Bodas de Oro del Instituto Daniel Armas

En 1968, el municipio de La Democracia, en Huehuetenango, escribióuna página de su historia, por iniciativa del profesor Luis Octavio Tovar, un visionario, líder y buscador de desarrollo de su pueblo, quien compartió su idea con otros profesores que se entusiasmaron  y se lanzaron a la aventura de fundar el instituto de educación básica, al cual denominaron Daniel Armas, para ofrecer la continuidad de los estudios en el ciclo básico, que no existía en casi ninguno de los municipios del departamento, y quien deseaba continuar sus estudios en ese nivel debía trasladarse a la cabecera departamental de Huehuetenango a Quetzaltenango y en el mejor de los casos, a la ciudad capital. Han sido miles de jóvenes y señoritas que han pasado por sus aulas durante cincuenta años.

La modalidad para realizar los estudios en ese centro educativo constituye un esfuerzo de varios actores, a saber: Ministerio de Educación, municipalidades y padres de familia, quienes se organizaron para hacer posible el funcionamiento de dicho centro.

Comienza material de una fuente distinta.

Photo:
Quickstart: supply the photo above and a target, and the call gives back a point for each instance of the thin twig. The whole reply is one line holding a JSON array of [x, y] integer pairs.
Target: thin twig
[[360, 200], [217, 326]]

Evitan, a partir de iniciativas como estas, que los jóvenes se estanquen, y logren metas mayores en su formación. Si preguntamos cuántos pasaron por las aulas del Instituto Daniel Armas, estoy seguro de que son muchos, y cuántos de ellos lograron continuar y graduarse en una carrera del nivel medio o, más aún, continuar sus estudios a nivel universitario. Yo soy producto de esa iniciativa, realicé mis estudios del segundo grado básico allí; recuerdo a mis profesores: Luis tovar (+), Ogden Villatoro, Abelardo Villatoro, Luis Otoniel Castillo, Fernando Cano Recinos, Heberto Camas Chávez (+) Magdaleno Mendoza, Rolando Herrera, de quienes tengo especiales recuerdos. Tuve el grato placer de haber participado en los inicios de la conmemoración del cincuenta aniversario, las bodas de oro de fundación; fue un acto tan especial que no se olvidará nunca. Volver al lugar 34 años después fue de muchos recuerdos.

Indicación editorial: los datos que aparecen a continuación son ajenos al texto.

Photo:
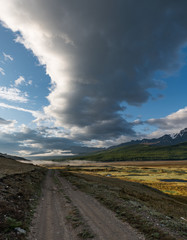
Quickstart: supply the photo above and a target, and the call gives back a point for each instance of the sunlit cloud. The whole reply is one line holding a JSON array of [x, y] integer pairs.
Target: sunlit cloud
[[7, 57], [13, 94], [2, 71], [19, 80]]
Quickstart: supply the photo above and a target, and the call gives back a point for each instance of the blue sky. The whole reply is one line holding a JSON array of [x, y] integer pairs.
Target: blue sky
[[77, 75]]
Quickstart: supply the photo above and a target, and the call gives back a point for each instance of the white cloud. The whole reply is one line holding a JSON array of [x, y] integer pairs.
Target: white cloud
[[2, 71], [30, 82], [36, 114], [19, 81], [172, 123], [96, 61], [13, 94], [7, 57]]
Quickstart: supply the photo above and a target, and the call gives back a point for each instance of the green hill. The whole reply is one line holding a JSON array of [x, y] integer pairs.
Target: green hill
[[140, 152]]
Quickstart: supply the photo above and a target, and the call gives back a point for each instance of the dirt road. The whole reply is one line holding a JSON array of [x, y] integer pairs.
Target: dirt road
[[58, 200]]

Ver casi a todos los profesores que me impartieron docencia aquellos años fue un sentimiento muy especial; algunos todavía trabajando en  favor de la educación de su pueblo, es encomiable. Pero algo que me generó un cúmulo de sentimientos fue ver a mis amigos, con quienes no solo convivimos en las aulas, en el deporte y en las distracciones de aquellos años, si no que forjamos una amistad que ha perdurado por más de dos décadas, alimentada por el recuerdo y el sentimiento sincero de amistad. Saludar, estrechar la mano y dar un abrazo profundamente sentimental a mis amigos Uriel Monzón, Mary Villatoro, Mildred del Rosario, Esaú Morales, Osmín Ottoniel, Gildardo Figueroa y Sergio Villatoro, entre otros, no tiene precio; cualquier esfuerzo valió la pena. Pocos momentos en la vida son tan sensibles y llenos de ternura; sentimiento y gratas descargas de afecto, como ver  y saludar al amigo, a la amiga, que nunca dejó de estar en nuestra mente, a pesar del tiempo.